Mike McNaughton, Great Moulton, Norfolk
I've seen it all now.
The government punishes men for getting married, so men stop marrying.
The government then notices a large proportion of men still want sex and a cleaner, so let women, shack themselves up in their house. The girlies then "accidentally" get pregnant, thus forcing the semi-reluctant (or at the very least hesitant,) man to become a father.
Thus forth the government punishes men for buying meals and providing shelter for a woman, in return for sex.
I therefore expect less intersex cohabiting but more house sharing.
This is good news, I was worried about a housing crash, but now we're going to have loads of men, and loads of women living separately.
Charles, London,
I love the idea that you can just pick on someone you're not married to, divorce them anyway and claim half their goods. Brilliant!!!

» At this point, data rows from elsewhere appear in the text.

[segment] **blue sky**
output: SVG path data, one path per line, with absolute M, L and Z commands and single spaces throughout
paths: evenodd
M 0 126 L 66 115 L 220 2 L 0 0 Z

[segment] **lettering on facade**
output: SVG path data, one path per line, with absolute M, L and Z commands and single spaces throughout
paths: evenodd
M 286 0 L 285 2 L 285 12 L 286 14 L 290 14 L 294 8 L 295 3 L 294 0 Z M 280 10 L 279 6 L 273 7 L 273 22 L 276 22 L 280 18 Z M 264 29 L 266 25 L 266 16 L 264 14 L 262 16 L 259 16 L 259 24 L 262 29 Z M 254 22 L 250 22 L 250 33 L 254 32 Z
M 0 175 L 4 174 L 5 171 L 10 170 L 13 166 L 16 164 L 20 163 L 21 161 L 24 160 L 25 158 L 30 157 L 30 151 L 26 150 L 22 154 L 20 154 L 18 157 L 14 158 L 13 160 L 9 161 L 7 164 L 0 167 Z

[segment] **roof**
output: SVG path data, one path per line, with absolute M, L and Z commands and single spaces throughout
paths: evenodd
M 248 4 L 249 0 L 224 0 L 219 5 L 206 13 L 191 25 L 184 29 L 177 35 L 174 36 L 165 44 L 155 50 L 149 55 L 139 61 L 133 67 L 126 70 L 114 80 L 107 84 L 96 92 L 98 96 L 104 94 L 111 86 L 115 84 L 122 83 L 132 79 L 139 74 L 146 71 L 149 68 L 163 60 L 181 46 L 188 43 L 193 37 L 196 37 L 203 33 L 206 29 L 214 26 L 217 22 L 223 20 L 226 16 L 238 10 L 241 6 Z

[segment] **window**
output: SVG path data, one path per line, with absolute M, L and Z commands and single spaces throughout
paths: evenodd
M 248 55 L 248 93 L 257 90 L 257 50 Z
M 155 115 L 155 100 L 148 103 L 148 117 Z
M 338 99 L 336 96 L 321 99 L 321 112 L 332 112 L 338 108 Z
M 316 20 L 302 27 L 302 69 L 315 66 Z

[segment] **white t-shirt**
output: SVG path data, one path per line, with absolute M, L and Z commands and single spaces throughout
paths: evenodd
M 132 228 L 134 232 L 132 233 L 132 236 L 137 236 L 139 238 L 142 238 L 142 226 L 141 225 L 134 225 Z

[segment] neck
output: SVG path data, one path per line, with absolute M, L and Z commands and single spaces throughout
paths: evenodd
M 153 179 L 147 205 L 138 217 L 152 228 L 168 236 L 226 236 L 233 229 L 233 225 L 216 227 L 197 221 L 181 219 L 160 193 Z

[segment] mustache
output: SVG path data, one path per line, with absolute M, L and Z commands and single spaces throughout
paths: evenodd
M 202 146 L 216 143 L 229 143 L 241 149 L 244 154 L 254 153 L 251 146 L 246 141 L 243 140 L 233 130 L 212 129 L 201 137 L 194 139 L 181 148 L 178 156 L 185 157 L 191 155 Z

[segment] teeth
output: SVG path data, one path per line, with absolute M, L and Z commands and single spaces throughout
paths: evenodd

John Ledbury, Kings Lynn, England
Why should cohabitation cause a de-facto accrual of rights to property? Marriage carries with it such a right and it is explicit.
What is being suggested is that if a woman moves in with a man and then say leaves after a year and a day then the very act of living with him warrants that he yield a portion of his property and maybe offer her a life-long pension. It's mad. The new slogan could be "A girlfriend is for life not just for Christmas".